Listen to Sly and the Family Stone Perform 'Are You Ready?'

At times, Dance to the Music can begin to feel like a variation on its hit single's theme – as evidenced by "Dance to the Medley," the three-part, 12-minute closer to Side One. But even here, the Family Stone broke new ground, setting the stage for the 12" megamixes to come. Stone even works in some of his old radio gab, as the Family Stone spreads "L-O-V-E across the nation with a G-double-O-D vibration."

A song titled "Ride the Rhythm" speaks for itself, as does the lover-man balladry of the set-closing "I'll Never Fall in Love Again." In between, the Family Stone sneak in a few notable references to the period's growing cultural divide. "Color Me True" explores the small ways we all sell out (wondering aloud if it's okay to "laugh at the boss's jokes when they ain’t funny?"), while "Are You Ready" talks frankly about race: "Don't hate the black, don't hate the white / If you get bitten, just hate the bite."

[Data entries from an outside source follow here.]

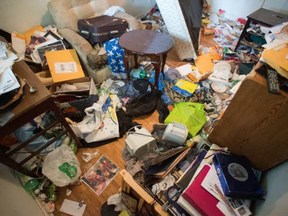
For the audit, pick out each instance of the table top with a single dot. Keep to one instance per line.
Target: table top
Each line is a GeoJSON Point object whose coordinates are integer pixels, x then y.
{"type": "Point", "coordinates": [29, 100]}
{"type": "Point", "coordinates": [268, 17]}
{"type": "Point", "coordinates": [146, 42]}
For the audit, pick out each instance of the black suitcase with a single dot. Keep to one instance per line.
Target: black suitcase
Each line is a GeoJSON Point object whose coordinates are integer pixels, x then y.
{"type": "Point", "coordinates": [102, 28]}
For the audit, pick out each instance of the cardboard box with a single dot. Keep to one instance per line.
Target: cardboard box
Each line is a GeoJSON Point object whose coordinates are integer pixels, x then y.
{"type": "Point", "coordinates": [92, 88]}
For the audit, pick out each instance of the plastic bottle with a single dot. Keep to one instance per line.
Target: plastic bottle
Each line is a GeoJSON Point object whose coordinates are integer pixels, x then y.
{"type": "Point", "coordinates": [28, 182]}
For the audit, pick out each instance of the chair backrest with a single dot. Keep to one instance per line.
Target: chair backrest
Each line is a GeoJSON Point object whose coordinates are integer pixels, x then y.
{"type": "Point", "coordinates": [66, 13]}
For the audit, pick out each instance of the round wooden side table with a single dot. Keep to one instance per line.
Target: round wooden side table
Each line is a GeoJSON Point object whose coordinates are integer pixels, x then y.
{"type": "Point", "coordinates": [152, 44]}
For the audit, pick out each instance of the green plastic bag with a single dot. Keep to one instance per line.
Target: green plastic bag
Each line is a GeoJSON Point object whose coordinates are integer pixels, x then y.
{"type": "Point", "coordinates": [190, 114]}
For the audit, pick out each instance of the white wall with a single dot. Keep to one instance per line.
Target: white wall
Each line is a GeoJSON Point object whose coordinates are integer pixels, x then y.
{"type": "Point", "coordinates": [22, 15]}
{"type": "Point", "coordinates": [134, 7]}
{"type": "Point", "coordinates": [242, 8]}
{"type": "Point", "coordinates": [14, 199]}
{"type": "Point", "coordinates": [274, 183]}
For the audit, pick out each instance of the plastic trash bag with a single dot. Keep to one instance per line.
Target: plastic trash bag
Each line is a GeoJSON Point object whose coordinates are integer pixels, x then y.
{"type": "Point", "coordinates": [190, 114]}
{"type": "Point", "coordinates": [109, 126]}
{"type": "Point", "coordinates": [61, 166]}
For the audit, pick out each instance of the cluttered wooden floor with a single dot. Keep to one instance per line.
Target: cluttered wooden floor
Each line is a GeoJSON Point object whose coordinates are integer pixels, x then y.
{"type": "Point", "coordinates": [113, 152]}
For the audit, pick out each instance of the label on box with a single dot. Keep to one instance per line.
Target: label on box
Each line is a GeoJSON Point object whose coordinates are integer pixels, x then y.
{"type": "Point", "coordinates": [65, 67]}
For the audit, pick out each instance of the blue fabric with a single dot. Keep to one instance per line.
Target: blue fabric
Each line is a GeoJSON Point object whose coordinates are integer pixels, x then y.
{"type": "Point", "coordinates": [115, 58]}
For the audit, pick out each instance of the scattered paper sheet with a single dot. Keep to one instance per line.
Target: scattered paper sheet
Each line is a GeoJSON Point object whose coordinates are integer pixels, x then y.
{"type": "Point", "coordinates": [72, 208]}
{"type": "Point", "coordinates": [239, 207]}
{"type": "Point", "coordinates": [18, 42]}
{"type": "Point", "coordinates": [204, 64]}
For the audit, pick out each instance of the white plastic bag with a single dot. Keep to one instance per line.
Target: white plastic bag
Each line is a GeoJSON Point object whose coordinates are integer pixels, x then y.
{"type": "Point", "coordinates": [61, 166]}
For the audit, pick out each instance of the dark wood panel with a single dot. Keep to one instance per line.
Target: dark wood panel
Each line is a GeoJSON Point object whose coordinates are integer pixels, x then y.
{"type": "Point", "coordinates": [255, 124]}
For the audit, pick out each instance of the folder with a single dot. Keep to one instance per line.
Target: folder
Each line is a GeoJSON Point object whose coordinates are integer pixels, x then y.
{"type": "Point", "coordinates": [64, 65]}
{"type": "Point", "coordinates": [199, 198]}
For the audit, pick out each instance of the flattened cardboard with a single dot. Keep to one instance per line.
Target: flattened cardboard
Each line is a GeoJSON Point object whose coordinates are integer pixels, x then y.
{"type": "Point", "coordinates": [64, 65]}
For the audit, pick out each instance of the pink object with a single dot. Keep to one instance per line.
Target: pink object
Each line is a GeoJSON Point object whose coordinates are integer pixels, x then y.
{"type": "Point", "coordinates": [241, 20]}
{"type": "Point", "coordinates": [222, 13]}
{"type": "Point", "coordinates": [199, 198]}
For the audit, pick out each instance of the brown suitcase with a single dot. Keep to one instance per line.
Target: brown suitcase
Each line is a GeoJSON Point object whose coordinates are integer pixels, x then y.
{"type": "Point", "coordinates": [102, 28]}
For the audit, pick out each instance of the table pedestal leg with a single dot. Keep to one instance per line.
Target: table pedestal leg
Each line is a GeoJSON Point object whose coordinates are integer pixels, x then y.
{"type": "Point", "coordinates": [156, 61]}
{"type": "Point", "coordinates": [126, 63]}
{"type": "Point", "coordinates": [164, 57]}
{"type": "Point", "coordinates": [135, 60]}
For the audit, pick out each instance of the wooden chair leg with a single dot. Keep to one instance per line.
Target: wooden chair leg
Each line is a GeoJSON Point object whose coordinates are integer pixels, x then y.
{"type": "Point", "coordinates": [63, 122]}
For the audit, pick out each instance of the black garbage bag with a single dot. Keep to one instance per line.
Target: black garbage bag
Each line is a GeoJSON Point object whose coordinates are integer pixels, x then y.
{"type": "Point", "coordinates": [147, 103]}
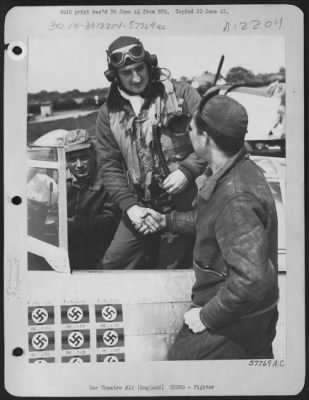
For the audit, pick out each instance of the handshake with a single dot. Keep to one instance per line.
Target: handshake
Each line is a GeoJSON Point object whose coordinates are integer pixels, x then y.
{"type": "Point", "coordinates": [146, 220]}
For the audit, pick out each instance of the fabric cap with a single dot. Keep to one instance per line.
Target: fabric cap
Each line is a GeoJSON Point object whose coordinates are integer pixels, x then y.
{"type": "Point", "coordinates": [73, 140]}
{"type": "Point", "coordinates": [225, 116]}
{"type": "Point", "coordinates": [121, 42]}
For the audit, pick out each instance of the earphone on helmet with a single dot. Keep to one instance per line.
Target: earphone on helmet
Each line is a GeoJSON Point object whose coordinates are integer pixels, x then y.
{"type": "Point", "coordinates": [150, 59]}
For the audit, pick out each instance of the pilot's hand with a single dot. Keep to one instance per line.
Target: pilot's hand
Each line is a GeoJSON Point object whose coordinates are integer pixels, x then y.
{"type": "Point", "coordinates": [137, 216]}
{"type": "Point", "coordinates": [193, 320]}
{"type": "Point", "coordinates": [153, 222]}
{"type": "Point", "coordinates": [175, 182]}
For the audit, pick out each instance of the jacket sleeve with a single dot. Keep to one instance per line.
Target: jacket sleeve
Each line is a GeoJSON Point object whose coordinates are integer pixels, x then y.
{"type": "Point", "coordinates": [111, 163]}
{"type": "Point", "coordinates": [181, 222]}
{"type": "Point", "coordinates": [192, 166]}
{"type": "Point", "coordinates": [252, 278]}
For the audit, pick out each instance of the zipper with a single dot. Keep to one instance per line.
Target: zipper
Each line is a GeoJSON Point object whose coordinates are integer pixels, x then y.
{"type": "Point", "coordinates": [203, 268]}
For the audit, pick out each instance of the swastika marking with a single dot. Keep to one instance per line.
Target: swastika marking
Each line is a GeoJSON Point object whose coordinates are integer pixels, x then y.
{"type": "Point", "coordinates": [75, 314]}
{"type": "Point", "coordinates": [109, 313]}
{"type": "Point", "coordinates": [40, 341]}
{"type": "Point", "coordinates": [76, 360]}
{"type": "Point", "coordinates": [110, 338]}
{"type": "Point", "coordinates": [76, 339]}
{"type": "Point", "coordinates": [39, 315]}
{"type": "Point", "coordinates": [111, 358]}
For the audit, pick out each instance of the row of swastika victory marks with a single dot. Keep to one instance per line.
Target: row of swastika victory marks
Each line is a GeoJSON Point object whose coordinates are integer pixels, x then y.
{"type": "Point", "coordinates": [111, 357]}
{"type": "Point", "coordinates": [76, 339]}
{"type": "Point", "coordinates": [45, 315]}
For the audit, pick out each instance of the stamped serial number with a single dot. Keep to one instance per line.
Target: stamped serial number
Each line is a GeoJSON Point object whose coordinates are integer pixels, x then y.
{"type": "Point", "coordinates": [267, 363]}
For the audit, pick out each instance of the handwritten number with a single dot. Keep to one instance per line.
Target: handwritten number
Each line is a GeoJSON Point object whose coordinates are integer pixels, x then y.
{"type": "Point", "coordinates": [256, 24]}
{"type": "Point", "coordinates": [243, 26]}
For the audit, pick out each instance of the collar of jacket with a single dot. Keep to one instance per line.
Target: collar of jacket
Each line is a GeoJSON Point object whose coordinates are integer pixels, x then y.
{"type": "Point", "coordinates": [115, 102]}
{"type": "Point", "coordinates": [211, 182]}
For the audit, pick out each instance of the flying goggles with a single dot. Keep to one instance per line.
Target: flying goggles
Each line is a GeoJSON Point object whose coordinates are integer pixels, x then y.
{"type": "Point", "coordinates": [134, 52]}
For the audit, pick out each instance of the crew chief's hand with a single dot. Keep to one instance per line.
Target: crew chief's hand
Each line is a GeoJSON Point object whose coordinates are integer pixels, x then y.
{"type": "Point", "coordinates": [193, 320]}
{"type": "Point", "coordinates": [138, 216]}
{"type": "Point", "coordinates": [175, 182]}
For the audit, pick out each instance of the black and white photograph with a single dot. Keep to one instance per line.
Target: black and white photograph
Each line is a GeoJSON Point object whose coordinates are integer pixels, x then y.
{"type": "Point", "coordinates": [154, 213]}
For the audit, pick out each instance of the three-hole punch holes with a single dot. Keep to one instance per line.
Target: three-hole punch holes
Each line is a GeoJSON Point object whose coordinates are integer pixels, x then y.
{"type": "Point", "coordinates": [17, 50]}
{"type": "Point", "coordinates": [17, 352]}
{"type": "Point", "coordinates": [16, 200]}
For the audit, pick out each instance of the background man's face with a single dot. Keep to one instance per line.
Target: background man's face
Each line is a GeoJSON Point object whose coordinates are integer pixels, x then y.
{"type": "Point", "coordinates": [81, 163]}
{"type": "Point", "coordinates": [134, 77]}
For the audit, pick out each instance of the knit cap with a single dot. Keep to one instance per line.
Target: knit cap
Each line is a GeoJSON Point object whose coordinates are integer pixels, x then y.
{"type": "Point", "coordinates": [224, 115]}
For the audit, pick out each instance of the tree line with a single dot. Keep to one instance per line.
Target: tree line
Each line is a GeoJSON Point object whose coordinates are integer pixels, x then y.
{"type": "Point", "coordinates": [93, 98]}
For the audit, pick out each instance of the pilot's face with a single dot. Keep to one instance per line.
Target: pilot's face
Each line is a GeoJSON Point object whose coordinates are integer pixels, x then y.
{"type": "Point", "coordinates": [81, 163]}
{"type": "Point", "coordinates": [135, 77]}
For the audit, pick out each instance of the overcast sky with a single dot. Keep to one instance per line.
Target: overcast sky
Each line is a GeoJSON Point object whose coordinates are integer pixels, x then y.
{"type": "Point", "coordinates": [79, 62]}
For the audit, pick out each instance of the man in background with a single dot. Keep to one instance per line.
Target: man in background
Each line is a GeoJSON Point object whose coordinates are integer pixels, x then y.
{"type": "Point", "coordinates": [92, 216]}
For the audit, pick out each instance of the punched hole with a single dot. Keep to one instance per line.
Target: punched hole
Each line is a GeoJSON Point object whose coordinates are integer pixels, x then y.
{"type": "Point", "coordinates": [16, 200]}
{"type": "Point", "coordinates": [17, 50]}
{"type": "Point", "coordinates": [17, 352]}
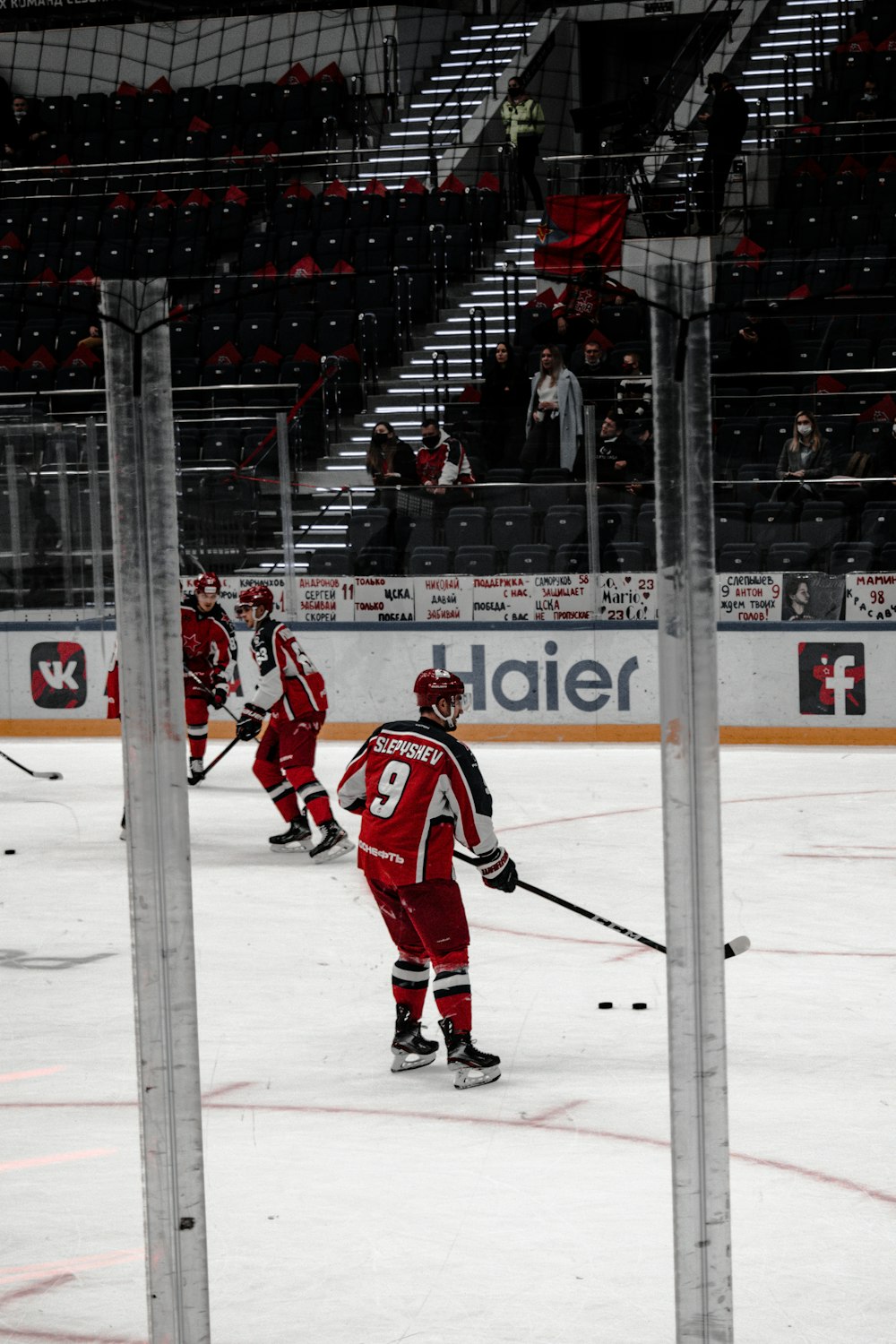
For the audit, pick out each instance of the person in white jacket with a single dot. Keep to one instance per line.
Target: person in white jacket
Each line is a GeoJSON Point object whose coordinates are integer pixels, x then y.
{"type": "Point", "coordinates": [554, 422]}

Sly and the Family Stone weren't finished experimenting: The sometimes darker, far more free-wheeling Life, released later in 1968, yielded no follow-up hits. (Rolling Stone called Life "the most radical soul album ever issued.") They seemed to be reverting to their pre-pop prime onstage too. Performances of "Dance to the Music," as heard during their opening gig for Eric Burdon and the Animals on Sly and the Family Stone: Live at the Fillmore East, unwound into sprawling nine-minute opuses.

Still, a road map for tighter-focused future successes, including "Everyday People," "Stand!," "Family Affair" and "If You Want Me to Stay," was set by Dance to the Music. Sly and the Family Stone had punched their ticket.

"We had pressure from CBS to write a hit, so Sly said, 'Well, okay, we've got to capture the audience and get them to listen. Then we can get more sophisticated and more political,'" Errico told Rolling Stone. "Sly wrote a song about dancing to the music, but he also injected some of the attributes that the band had – the vocal thing, the black / white / male / female thing, a little vocal breakdown, a drum breakdown, Larry Graham's bass and Freddie Stone's guitar, plus the horns – and to show we're dancing and having fun together. It engaged everybody, but it was designed to get attention so then we would be able to say what we wanted to say."